So, my anxiety has been completely derailing my life lately, it's started with severe HOCD symptoms but has gone into a more generalized fashion.
This is really bad because I am an artist and I make a living that way, I'm currently a low level concept artist for a small company in my town but I have plans and hopes to get into bigger companies in different cities and the anxiety makes it difficult for me to work or progress myself to these goals, and when I don't work or get stuff done my anxiety gets worse, and I start to panic and question everything.
Lately its like there is the veil or sheet over my brain it clouds and muddies my thoughts up so I can't think beyond basic thoughts and actions. Art is very mentally taxing, it requires a lot of analyzing and thinking. I used to get excited about projects now I see them as exhausting, it's hard for me to muster up the energy or thinking power to figure out what I want to order for lunch much less figure out mathematically correct perspective.

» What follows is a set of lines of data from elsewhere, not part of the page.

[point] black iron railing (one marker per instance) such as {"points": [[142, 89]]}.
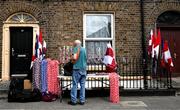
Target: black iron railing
{"points": [[131, 75]]}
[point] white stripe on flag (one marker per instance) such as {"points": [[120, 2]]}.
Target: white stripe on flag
{"points": [[107, 59]]}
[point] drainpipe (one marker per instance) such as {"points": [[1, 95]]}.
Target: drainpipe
{"points": [[143, 44]]}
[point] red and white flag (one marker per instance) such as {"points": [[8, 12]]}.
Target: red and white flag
{"points": [[150, 43], [44, 49], [40, 45], [167, 55], [156, 42], [37, 50], [109, 59]]}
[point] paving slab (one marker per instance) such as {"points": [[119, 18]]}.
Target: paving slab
{"points": [[101, 103]]}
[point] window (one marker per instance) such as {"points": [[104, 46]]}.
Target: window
{"points": [[21, 18], [98, 31]]}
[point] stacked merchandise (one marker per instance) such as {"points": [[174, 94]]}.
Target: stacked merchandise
{"points": [[45, 79], [114, 87], [64, 54]]}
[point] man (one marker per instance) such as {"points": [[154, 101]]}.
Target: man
{"points": [[79, 73]]}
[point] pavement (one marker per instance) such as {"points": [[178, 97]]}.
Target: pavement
{"points": [[101, 103]]}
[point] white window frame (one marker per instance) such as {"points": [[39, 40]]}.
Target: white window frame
{"points": [[112, 39]]}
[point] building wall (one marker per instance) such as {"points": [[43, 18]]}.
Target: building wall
{"points": [[61, 21]]}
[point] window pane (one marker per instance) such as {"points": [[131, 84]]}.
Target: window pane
{"points": [[96, 51], [98, 26]]}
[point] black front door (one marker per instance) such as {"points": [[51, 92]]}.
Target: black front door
{"points": [[21, 44]]}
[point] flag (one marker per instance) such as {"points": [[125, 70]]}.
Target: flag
{"points": [[37, 52], [44, 49], [109, 59], [150, 43], [162, 56], [40, 45], [167, 55], [156, 44]]}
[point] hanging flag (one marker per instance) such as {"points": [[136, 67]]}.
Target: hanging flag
{"points": [[40, 45], [156, 44], [162, 55], [167, 55], [150, 43], [44, 49], [109, 59], [37, 52]]}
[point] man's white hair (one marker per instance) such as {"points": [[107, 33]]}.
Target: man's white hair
{"points": [[78, 42]]}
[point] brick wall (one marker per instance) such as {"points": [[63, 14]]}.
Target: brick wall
{"points": [[62, 20]]}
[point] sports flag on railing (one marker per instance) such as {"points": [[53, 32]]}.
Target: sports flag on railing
{"points": [[150, 43], [156, 42], [166, 55], [109, 59], [37, 52], [44, 49]]}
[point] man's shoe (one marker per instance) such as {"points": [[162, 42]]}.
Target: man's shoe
{"points": [[71, 103], [81, 103]]}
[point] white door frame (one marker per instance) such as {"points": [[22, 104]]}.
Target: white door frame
{"points": [[6, 45]]}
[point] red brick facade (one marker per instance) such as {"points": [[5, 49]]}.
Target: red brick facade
{"points": [[62, 20]]}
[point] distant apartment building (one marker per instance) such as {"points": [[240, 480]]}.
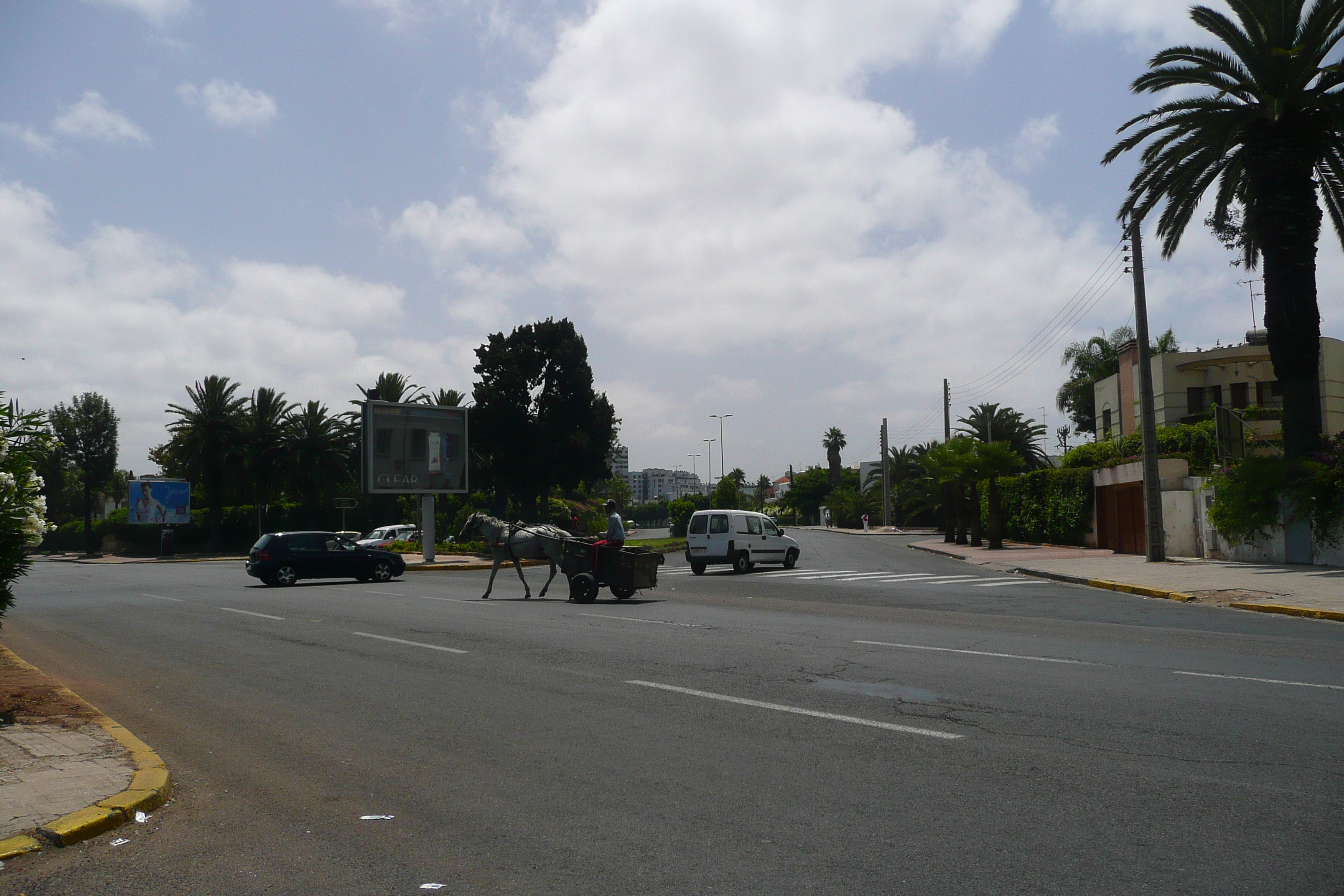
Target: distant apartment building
{"points": [[657, 484], [1189, 384]]}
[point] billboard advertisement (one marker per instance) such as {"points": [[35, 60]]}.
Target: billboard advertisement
{"points": [[159, 501], [415, 449]]}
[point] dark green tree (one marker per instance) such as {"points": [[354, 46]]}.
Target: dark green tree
{"points": [[538, 420], [834, 443], [87, 432], [1268, 136], [205, 437]]}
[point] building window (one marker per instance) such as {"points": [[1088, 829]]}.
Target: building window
{"points": [[1195, 400]]}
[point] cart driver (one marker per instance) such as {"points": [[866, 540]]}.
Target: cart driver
{"points": [[615, 532]]}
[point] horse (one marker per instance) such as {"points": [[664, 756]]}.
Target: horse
{"points": [[515, 542]]}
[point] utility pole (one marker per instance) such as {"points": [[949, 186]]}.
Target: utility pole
{"points": [[1148, 415], [886, 488], [947, 413]]}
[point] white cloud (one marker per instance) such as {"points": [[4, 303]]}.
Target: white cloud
{"points": [[156, 13], [229, 104], [1035, 139], [29, 137], [133, 318], [461, 226], [92, 120]]}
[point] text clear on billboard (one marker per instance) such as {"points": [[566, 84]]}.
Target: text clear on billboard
{"points": [[159, 501], [415, 449]]}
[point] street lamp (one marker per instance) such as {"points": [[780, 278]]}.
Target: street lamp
{"points": [[721, 418]]}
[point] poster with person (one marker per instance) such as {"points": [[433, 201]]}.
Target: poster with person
{"points": [[159, 501]]}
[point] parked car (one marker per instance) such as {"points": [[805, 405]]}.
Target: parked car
{"points": [[738, 538], [381, 538], [284, 558]]}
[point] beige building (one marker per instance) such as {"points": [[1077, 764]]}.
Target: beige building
{"points": [[1189, 384]]}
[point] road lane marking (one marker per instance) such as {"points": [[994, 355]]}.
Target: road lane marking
{"points": [[977, 653], [249, 613], [1269, 682], [800, 711], [664, 622], [415, 644]]}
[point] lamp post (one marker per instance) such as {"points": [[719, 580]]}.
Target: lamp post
{"points": [[723, 471]]}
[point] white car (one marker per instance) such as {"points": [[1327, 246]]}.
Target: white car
{"points": [[386, 535], [738, 538]]}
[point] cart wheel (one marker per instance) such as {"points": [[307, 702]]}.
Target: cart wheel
{"points": [[584, 589]]}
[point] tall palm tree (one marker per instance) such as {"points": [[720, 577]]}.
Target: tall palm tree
{"points": [[265, 422], [1269, 131], [990, 422], [206, 434], [318, 452], [834, 443]]}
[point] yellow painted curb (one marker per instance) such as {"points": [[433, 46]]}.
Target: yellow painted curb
{"points": [[150, 787], [11, 847], [1291, 612]]}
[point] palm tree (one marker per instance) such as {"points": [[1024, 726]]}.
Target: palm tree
{"points": [[264, 426], [834, 444], [206, 434], [318, 452], [996, 460], [1269, 131], [988, 422]]}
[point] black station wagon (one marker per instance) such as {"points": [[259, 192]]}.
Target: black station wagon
{"points": [[284, 558]]}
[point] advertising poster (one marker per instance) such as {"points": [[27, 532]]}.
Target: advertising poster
{"points": [[159, 501]]}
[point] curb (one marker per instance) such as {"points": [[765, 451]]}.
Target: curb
{"points": [[1102, 583], [1291, 612], [150, 789]]}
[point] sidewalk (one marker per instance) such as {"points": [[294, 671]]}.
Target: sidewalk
{"points": [[1298, 590]]}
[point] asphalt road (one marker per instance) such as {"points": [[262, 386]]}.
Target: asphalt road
{"points": [[761, 734]]}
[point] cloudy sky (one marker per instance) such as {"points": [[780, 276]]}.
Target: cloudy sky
{"points": [[802, 213]]}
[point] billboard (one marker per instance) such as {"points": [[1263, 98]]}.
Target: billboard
{"points": [[159, 501], [415, 449]]}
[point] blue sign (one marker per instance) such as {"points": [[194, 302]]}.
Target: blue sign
{"points": [[159, 501]]}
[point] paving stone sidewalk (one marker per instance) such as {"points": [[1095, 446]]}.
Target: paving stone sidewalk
{"points": [[49, 770], [1311, 588]]}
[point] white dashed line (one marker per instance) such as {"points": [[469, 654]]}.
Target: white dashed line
{"points": [[799, 711], [977, 653], [249, 613], [413, 644]]}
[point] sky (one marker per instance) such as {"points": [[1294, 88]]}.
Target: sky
{"points": [[803, 214]]}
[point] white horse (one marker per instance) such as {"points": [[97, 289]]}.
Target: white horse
{"points": [[515, 542]]}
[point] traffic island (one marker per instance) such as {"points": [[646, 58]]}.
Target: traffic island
{"points": [[68, 773]]}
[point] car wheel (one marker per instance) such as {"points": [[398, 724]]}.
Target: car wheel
{"points": [[584, 589]]}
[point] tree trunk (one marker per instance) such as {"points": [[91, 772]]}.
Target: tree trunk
{"points": [[89, 538], [1285, 219], [996, 518], [976, 540]]}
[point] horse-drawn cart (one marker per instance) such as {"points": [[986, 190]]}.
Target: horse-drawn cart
{"points": [[624, 570]]}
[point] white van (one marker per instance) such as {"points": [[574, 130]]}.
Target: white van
{"points": [[741, 538]]}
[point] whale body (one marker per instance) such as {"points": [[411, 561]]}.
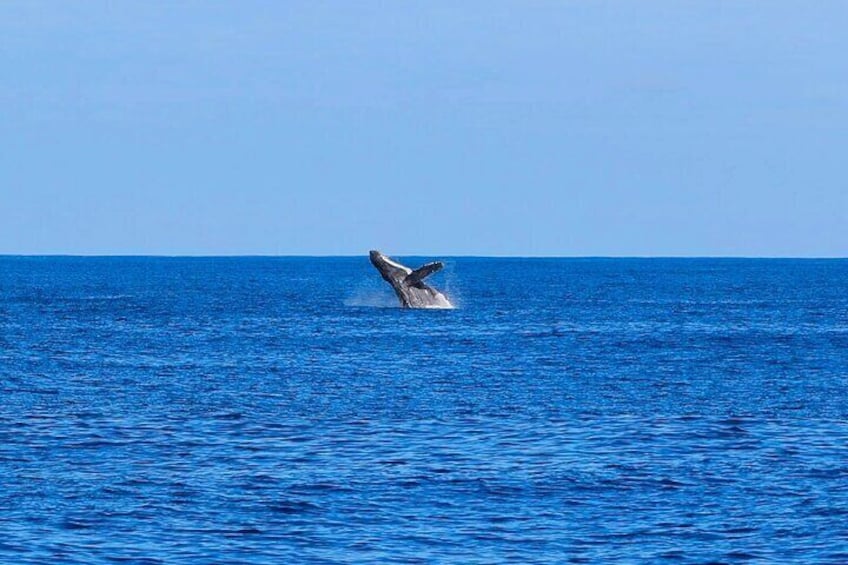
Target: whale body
{"points": [[408, 283]]}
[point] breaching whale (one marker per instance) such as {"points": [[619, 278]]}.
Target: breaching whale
{"points": [[409, 284]]}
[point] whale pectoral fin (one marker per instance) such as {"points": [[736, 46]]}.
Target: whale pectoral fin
{"points": [[423, 272]]}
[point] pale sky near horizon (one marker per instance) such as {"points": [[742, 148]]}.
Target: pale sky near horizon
{"points": [[570, 128]]}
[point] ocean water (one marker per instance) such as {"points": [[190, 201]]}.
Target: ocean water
{"points": [[281, 410]]}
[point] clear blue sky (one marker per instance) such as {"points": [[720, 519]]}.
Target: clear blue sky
{"points": [[431, 127]]}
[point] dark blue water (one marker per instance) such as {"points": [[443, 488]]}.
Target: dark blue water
{"points": [[267, 410]]}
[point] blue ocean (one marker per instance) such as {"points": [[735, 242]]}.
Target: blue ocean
{"points": [[285, 410]]}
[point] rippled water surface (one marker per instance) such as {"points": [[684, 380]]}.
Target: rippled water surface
{"points": [[275, 410]]}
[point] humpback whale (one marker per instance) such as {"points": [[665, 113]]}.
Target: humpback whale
{"points": [[408, 284]]}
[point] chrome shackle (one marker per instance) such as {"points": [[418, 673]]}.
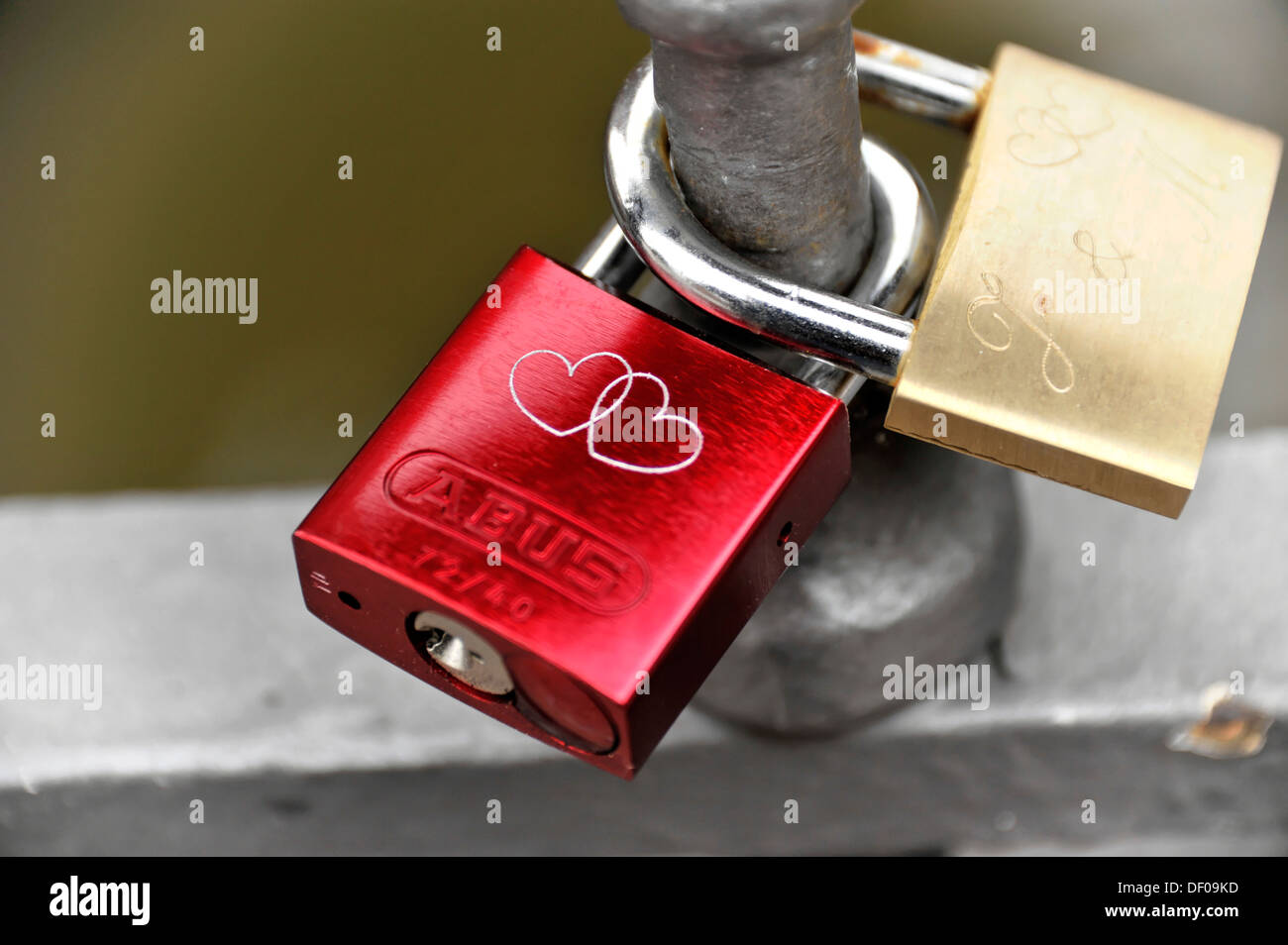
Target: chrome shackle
{"points": [[863, 331]]}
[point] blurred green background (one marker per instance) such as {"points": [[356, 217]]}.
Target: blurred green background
{"points": [[223, 163]]}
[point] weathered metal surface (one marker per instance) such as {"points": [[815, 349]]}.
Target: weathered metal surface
{"points": [[218, 685]]}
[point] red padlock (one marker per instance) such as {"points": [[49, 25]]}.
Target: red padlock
{"points": [[572, 512]]}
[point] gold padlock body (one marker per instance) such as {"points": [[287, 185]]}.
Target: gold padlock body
{"points": [[1089, 290]]}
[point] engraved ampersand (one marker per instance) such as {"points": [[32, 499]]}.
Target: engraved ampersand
{"points": [[997, 335]]}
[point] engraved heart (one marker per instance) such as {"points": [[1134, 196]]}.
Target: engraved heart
{"points": [[554, 396], [651, 439]]}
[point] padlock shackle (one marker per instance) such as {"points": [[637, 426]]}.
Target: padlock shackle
{"points": [[918, 82], [652, 214]]}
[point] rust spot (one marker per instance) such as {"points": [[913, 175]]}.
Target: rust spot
{"points": [[1233, 729], [866, 44]]}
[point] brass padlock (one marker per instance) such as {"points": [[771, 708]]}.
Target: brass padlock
{"points": [[1087, 291]]}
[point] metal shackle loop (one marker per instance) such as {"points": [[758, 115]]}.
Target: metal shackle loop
{"points": [[652, 214]]}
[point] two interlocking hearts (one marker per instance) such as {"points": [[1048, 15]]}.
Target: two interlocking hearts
{"points": [[557, 398]]}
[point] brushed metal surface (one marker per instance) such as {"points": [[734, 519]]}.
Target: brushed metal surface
{"points": [[485, 494], [1150, 209]]}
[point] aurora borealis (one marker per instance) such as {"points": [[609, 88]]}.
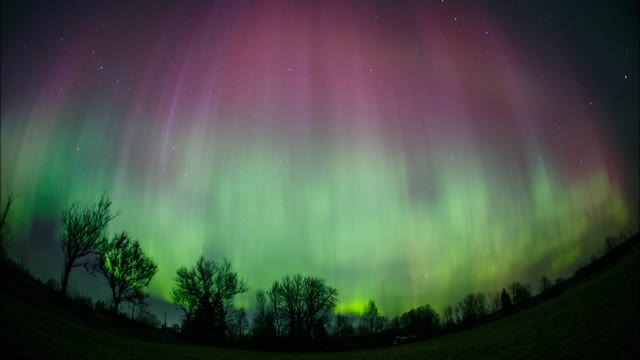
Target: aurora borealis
{"points": [[407, 152]]}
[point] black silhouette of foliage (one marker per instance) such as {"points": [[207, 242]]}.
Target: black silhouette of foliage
{"points": [[448, 316], [238, 323], [545, 283], [370, 319], [302, 305], [4, 225], [394, 325], [263, 322], [343, 326], [495, 303], [127, 268], [205, 293], [82, 235], [422, 320], [473, 308], [505, 300], [520, 293]]}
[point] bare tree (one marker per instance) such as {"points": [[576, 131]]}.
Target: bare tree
{"points": [[302, 304], [505, 300], [545, 284], [263, 322], [344, 326], [369, 317], [238, 322], [495, 302], [82, 235], [127, 268], [519, 292], [205, 293], [473, 308], [422, 320], [4, 227], [448, 316]]}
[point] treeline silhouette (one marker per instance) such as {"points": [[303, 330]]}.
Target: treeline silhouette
{"points": [[295, 313]]}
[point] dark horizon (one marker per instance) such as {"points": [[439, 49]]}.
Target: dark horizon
{"points": [[407, 152]]}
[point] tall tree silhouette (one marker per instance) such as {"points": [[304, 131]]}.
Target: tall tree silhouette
{"points": [[422, 320], [127, 268], [519, 292], [370, 318], [302, 304], [545, 284], [4, 226], [505, 300], [473, 308], [263, 326], [82, 235], [205, 293]]}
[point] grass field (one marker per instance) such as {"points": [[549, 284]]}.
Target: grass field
{"points": [[595, 319]]}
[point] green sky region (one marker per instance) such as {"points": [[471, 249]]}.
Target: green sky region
{"points": [[353, 211]]}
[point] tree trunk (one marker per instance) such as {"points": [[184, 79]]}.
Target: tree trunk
{"points": [[65, 280]]}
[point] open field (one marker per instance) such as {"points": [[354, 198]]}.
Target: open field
{"points": [[597, 318]]}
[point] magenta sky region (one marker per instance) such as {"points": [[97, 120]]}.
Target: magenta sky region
{"points": [[409, 154]]}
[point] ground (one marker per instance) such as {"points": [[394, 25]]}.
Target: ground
{"points": [[596, 318]]}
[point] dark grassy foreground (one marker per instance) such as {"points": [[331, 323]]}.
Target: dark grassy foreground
{"points": [[596, 318]]}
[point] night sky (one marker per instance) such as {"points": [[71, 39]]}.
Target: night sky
{"points": [[408, 152]]}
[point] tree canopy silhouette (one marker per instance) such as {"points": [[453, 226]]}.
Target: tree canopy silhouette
{"points": [[302, 305], [519, 292], [82, 235], [127, 268], [422, 320], [205, 293], [4, 224]]}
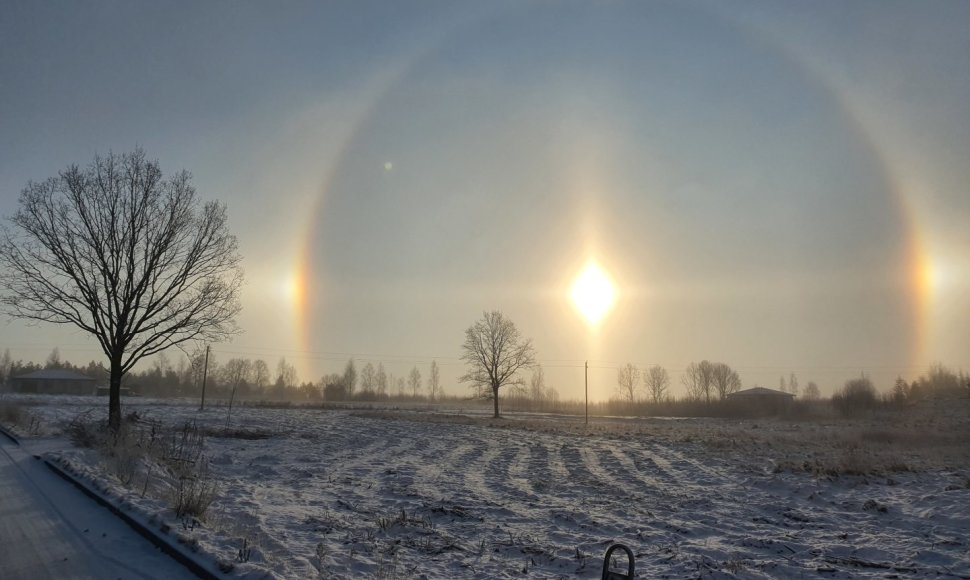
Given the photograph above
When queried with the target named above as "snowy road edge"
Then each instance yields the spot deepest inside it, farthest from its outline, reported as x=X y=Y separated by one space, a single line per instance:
x=148 y=533
x=9 y=435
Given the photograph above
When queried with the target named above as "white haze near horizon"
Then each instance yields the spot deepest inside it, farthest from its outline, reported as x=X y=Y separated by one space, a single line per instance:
x=736 y=173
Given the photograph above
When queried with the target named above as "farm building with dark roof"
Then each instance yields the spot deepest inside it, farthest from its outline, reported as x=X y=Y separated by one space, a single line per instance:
x=54 y=382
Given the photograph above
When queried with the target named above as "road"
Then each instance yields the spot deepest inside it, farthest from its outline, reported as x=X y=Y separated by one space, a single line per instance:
x=49 y=529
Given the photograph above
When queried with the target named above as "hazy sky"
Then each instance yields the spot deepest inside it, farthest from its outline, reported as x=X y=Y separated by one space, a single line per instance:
x=779 y=186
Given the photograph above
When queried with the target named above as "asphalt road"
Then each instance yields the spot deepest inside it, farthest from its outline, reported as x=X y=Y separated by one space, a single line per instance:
x=49 y=529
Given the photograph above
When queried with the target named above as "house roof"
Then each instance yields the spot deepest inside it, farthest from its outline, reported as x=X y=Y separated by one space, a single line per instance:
x=761 y=392
x=54 y=375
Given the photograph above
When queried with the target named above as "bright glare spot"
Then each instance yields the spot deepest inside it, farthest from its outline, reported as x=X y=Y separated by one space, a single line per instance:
x=593 y=293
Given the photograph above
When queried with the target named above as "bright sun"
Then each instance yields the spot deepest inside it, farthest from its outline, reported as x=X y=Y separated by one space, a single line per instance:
x=593 y=293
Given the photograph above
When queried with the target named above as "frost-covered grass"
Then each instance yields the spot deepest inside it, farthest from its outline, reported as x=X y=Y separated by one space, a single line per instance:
x=306 y=493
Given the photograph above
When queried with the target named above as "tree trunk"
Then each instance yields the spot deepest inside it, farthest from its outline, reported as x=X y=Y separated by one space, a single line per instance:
x=114 y=395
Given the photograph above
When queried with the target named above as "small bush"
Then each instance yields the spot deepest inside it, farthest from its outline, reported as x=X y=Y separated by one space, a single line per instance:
x=195 y=493
x=10 y=413
x=84 y=434
x=858 y=396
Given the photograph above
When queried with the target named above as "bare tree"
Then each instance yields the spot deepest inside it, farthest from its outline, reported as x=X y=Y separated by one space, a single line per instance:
x=285 y=376
x=537 y=384
x=657 y=382
x=350 y=378
x=126 y=255
x=6 y=363
x=260 y=374
x=812 y=392
x=380 y=380
x=628 y=382
x=434 y=381
x=237 y=372
x=698 y=378
x=495 y=353
x=725 y=380
x=54 y=360
x=367 y=378
x=414 y=381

Even worse when I try and work through I get this paralyzing feeling, then an explosion goes off in brand and all these little lightning bolts go through mind and over whelm it.
"this doesn't look good, it should look like this, it shouldn't take so long so and so can do it better, you shouldn't even be drawing this it won't improve your abilities, why even try it won't be good enough anyway" it goes on and on and I try to address all these problems but of course that isn't possible so I end up spending hours on something and achieving nothing.
I've tried all sorts of coping mechanisms, CBT practices, doing small studies, I went back on medication. Nothing seems to work and I just keep getting more worried and anxious with each passing day.
I'm worried if this continues I'll never achieve my dreams, or worse lose my job. It keeps me up at night and I can't sleep. I feel like my mind is in a turbulent storm and I need it to calm down and give me some peace or I'm going to go insane!
I would love some advice or help or a good drink recipe.